Powoli otworzyłem oczy, ujrzałem postać stojącą nade mną.

-Hm? - usiadłem i szybko przetarłem oczy

-Nevra. Nie stawiłeś się u mnie

-Leiftan? Kurwa... Która godzina?

-Późna. Chodź już - Po tych słowach odwrócił się i odszedł

-Idę.

Wstałem i szybko złapałem za szalik wychodząc z pokoju.
Rozejrzałem się za Blondynem, już go nie było. Więc zacząłem nasłuchiwać.

Po chwili wybiegłem z kwatery, biegłem do bramy, tam słyszałem jego głos.
Chwilę później zobaczyłem cztery sylwetki. Przejrzałem się i zobaczyłem Leiftan'a, Valkyon'a, jakiegoś nowego chłopaka (teraźniejszy przywódca straży cienia) oraz... Ezarel'a?

-Dlaczego oni tu są? - Przechyliłem głowę

-Bo dowodzimy strażami? - Odparł oschle Niebieskowłosy

-Cisza.- Westchnął wysoki chłopak -Jesteś w mojej straży. Straży cienia. Chciałbym zobaczyć na ile cię stać skoro jesteś wampirem.

-Rozumiem - Odparłem

-Dobrze. Idziemy więc do lasu. - Powiedział Leif i zaczął iść przodem.

Las. Jasne. Dlaczgo by nie?

Skip time

Szliśmy już parę minut.
Nudziło mi się. Nie mówię, że nie.
Nagle podszedł do mnie Valkyon.

-Nevra, uważaj na Ezarel'a w lesie - Cicho się zaśmiał

-Dlaczego niby? - Spojrzałem

-Ezarel to elf. W lesie czuje się o wiele pewniej niż poza nim. Jest szybszy oraz zwinniejszy. Chociaż nie raz zmyliła go grawitacja.

-Rozumiem...

-Jeżeli zobaczysz, że wyciąga miksturę... Uciekaj

-Okej ale... Dlaczego mi to mówisz?

-Bo będziesz z nami walczył młody - Założył ręce na klatce piersiowej

-Słucham? Ale jak to?! Jesteście przecież szkoleni do walk--

-A ty nie byłeś?

-... Byłem.

-Więc nie masz się czym przejmować

Zaśmiałem się tylko cicho. Kontynuowaliśmy naszą rozmowę.
Lecz została ona przerwana.

-Możecie przestać? Denerwujecie mnie. - Mówił Ezarel. Po jego minie było widać, że jest zirytowany.

-Spokojnie skrzacie ogrodowy. - Odparł Valkyon.

-NIE JESTEM SKRZATEM!!

Valkyon tylko przewrócił oczami.

Po chwili dodał - Masz szpiczaste uszy.

I tu zaczęła się kłótnia. Chcąc jej uniknąć pod biegłem do Leiftan'a

-Leiftan... Daleko jeszcze??

-Już jesteśmy. - Spojrzał na mnie z uśmiechem

Mój wzrok skierował się na ciemny las.

-A teraz uciekaj - Patrzył na mnie nadal z uśmiechem na ustach

Nie musiał mówić dwa razy. Od razu pobiegłem przed siebie. Po chwili słyszałem jak biegną w moją stronę.

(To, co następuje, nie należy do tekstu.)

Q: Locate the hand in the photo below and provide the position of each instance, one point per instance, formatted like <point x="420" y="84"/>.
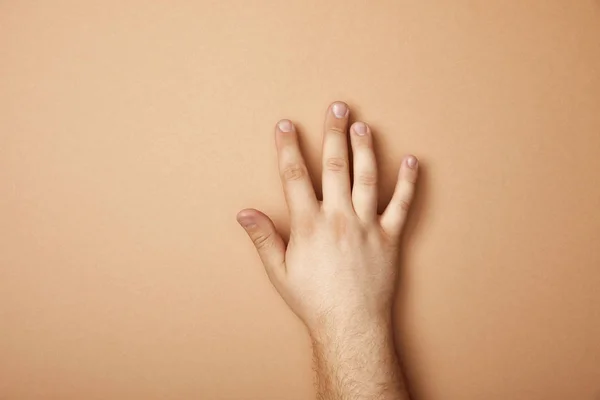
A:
<point x="338" y="270"/>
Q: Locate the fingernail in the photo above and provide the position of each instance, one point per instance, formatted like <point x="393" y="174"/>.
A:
<point x="339" y="110"/>
<point x="412" y="162"/>
<point x="360" y="128"/>
<point x="247" y="221"/>
<point x="285" y="126"/>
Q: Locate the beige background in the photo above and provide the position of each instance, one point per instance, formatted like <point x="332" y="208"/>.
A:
<point x="132" y="132"/>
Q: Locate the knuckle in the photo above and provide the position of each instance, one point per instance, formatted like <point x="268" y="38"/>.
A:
<point x="367" y="179"/>
<point x="293" y="172"/>
<point x="336" y="164"/>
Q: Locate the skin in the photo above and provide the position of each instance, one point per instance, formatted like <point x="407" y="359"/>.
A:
<point x="338" y="270"/>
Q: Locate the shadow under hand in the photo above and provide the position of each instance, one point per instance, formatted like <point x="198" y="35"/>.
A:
<point x="404" y="292"/>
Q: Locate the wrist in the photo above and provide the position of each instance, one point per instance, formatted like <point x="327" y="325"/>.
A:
<point x="352" y="327"/>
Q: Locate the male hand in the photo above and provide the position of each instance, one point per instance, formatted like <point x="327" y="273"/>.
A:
<point x="339" y="267"/>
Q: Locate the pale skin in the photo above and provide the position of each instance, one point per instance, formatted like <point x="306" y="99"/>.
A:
<point x="338" y="270"/>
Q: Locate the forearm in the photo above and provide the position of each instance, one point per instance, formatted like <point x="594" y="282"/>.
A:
<point x="357" y="362"/>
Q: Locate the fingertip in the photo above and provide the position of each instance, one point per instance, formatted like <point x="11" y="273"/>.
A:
<point x="340" y="109"/>
<point x="247" y="218"/>
<point x="285" y="126"/>
<point x="411" y="161"/>
<point x="360" y="128"/>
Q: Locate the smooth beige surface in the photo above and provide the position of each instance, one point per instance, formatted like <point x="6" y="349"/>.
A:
<point x="131" y="132"/>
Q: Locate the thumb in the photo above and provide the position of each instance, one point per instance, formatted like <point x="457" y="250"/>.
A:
<point x="266" y="239"/>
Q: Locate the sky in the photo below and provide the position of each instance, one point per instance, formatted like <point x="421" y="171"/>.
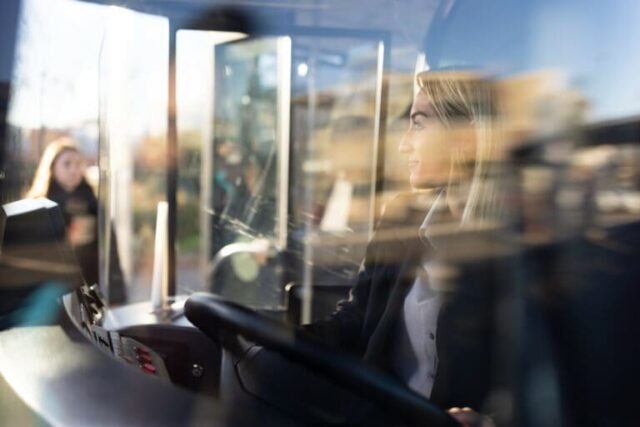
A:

-Kurwa... - Znów się rozejrzałem po drzewach - No jasne!

Chwilę później widziałem ich jak przebiegają obok mnie.
Wyjrzałem zza krzaka i pobiegłem w drugą stronę.

~Idioci

Wdrapałem się na drzewo. To był mój błąd. Poczułem jak ktoś łapie mnie za ramię.
Obejrzałem się i moim oczom ukazał się Ezarel.
Z krzykiem zacząłem go kopać. Zeskoczyłem z drzewa biegnąc gdziekolwiek.

Obejrzałem się za siebie. Widziałem jak biegnie w moją stronę, dosyć szybko.

Skręciłem w losową ścieżkę. Na mojej drodze stanął przywódca straży cienia.

~Nie dam się tak łatwo.

Zwolniłem trochę aby Ezarel mnie dogonił, kiedy byłem dosłownie między nimi, zatrzymałem się oraz mocno wybiłem się w górę. Złapałem się gałęzi i wdrapałem się na drzewo.

Spojrzałem na nich.
Niebieskowłosy wpadł na dowódcę.
Obydwaj wyglądali na zdumionych!
I tak miało być!

Dalej uciekałem po gałęziach drzew.
Spokojnie spadłem na dwie nogi i spacerowałem dalej.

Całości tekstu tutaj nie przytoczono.